La información sobre los hábitos cotidianos de los grandes escritores es casi un género en sí mismo. A qué hora se acuestan, cuánto beben, si el pepino se les indigesta. Tan importante es saber que Nabokov detestaba a Freud como que no supiera conducir ni escribir a máquina. También que su hijo Dmitri, en su última visita al hospital, le preguntara por qué lloraba y él le respondiese que cierta mariposa estaba volando, admitiendo que nunca más la vería. Las vidas de los otros son un entretenimiento y una escuela. Vidas construidas entre el ser y el parecer, en permanente lucha con el caparazón más íntimo. Al saltar las convenciones, se pasa mucho frío. Cualquier obstáculo puede originar una catástrofe moral, pero el modo en que se sortean los conflictos conmueve e identifica.

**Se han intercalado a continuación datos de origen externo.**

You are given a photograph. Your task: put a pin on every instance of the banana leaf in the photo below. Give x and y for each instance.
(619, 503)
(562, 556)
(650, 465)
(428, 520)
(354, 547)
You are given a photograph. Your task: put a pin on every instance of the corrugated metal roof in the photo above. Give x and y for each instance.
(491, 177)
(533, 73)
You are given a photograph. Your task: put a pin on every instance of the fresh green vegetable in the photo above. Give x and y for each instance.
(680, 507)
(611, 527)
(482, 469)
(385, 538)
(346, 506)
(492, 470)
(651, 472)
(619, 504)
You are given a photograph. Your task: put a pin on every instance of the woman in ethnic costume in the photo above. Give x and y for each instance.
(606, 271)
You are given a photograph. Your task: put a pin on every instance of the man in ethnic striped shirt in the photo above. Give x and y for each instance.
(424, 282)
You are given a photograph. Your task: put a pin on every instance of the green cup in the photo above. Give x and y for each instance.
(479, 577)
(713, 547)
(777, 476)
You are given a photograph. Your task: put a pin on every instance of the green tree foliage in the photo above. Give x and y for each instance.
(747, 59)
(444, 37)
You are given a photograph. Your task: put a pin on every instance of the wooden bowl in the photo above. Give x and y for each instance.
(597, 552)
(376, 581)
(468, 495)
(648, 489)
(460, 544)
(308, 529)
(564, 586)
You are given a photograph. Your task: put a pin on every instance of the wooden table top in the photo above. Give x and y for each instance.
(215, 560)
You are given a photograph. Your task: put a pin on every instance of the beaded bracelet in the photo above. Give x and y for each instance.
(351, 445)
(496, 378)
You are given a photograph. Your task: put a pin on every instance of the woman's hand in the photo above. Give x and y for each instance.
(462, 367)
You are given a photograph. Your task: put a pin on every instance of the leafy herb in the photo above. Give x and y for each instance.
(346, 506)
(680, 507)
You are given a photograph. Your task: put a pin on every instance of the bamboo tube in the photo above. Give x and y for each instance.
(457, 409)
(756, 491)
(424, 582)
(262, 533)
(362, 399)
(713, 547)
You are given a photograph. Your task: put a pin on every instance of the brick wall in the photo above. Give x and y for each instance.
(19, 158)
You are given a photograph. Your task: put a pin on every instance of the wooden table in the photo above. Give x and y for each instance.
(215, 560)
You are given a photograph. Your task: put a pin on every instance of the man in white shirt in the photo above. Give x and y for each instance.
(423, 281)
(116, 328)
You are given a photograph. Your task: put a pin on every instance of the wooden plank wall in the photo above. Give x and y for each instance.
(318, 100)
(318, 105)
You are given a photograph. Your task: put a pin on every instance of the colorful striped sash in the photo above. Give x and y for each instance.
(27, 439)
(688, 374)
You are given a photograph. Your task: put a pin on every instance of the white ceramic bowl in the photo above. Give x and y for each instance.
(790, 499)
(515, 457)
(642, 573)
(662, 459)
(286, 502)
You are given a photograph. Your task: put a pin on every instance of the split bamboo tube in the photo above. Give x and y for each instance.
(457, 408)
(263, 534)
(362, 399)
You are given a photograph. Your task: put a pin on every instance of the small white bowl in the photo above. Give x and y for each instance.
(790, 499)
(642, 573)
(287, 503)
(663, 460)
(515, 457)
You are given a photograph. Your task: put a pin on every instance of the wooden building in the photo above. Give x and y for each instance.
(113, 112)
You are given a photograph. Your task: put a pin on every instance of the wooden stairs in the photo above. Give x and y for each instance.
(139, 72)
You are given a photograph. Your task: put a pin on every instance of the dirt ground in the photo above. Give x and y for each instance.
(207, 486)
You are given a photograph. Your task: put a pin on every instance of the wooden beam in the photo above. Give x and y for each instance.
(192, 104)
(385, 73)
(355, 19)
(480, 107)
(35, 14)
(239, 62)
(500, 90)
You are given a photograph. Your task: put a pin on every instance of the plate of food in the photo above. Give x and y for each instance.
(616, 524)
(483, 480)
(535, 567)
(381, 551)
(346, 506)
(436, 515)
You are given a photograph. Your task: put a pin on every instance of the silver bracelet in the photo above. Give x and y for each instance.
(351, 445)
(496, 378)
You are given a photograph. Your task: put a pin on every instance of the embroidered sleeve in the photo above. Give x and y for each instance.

El relato de la vida de los Nabokov en el Montreux Palace es luminoso y reconfortante en el recuerdo de Antonio. “Exiliado y huérfano, para mí ellos fueron como unos padres”. Nabokov alborozado al contemplar su reflejo en el salón de los espejos, presumido; los The Times del domingo con la hermana y su marido de visita y una bandeja con biscuits, mermeladas y tartalettes. “Hasta las siete o las ocho de la tarde, tranquilamente. Estaban en su casa. Era su casa”. O la imagen de Vera ya anciana, abandonando el lugar donde vivió los últimos diecisiete años de la vida de su compañero devoto. Todos los libros de Nabokov llevan la misma dedicatoria: “A Vera”. “Ellos habían tenido que dejar Rusia, recorrieron el mundo juntos, y esto se notaba, estaban tan unidos… Era todo lo contrario a un donjuán, afectuoso con las mujeres pero nunca seductor. Ella era su vida”.
Tanto usted, lector, como quien escribe esto, y por supuesto el barman de Nabokov, a menudo nos contamos la vida como una novela. Y en el relato escrito con el lápiz de la imaginación muchas ensoñaciones se pierden, aunque otras se conviertan en un párrafo. Como este texto. Cuatro meses después de visitar las habitaciones de Nabokov en el Montreux Palace nació nuestra hija, Vera.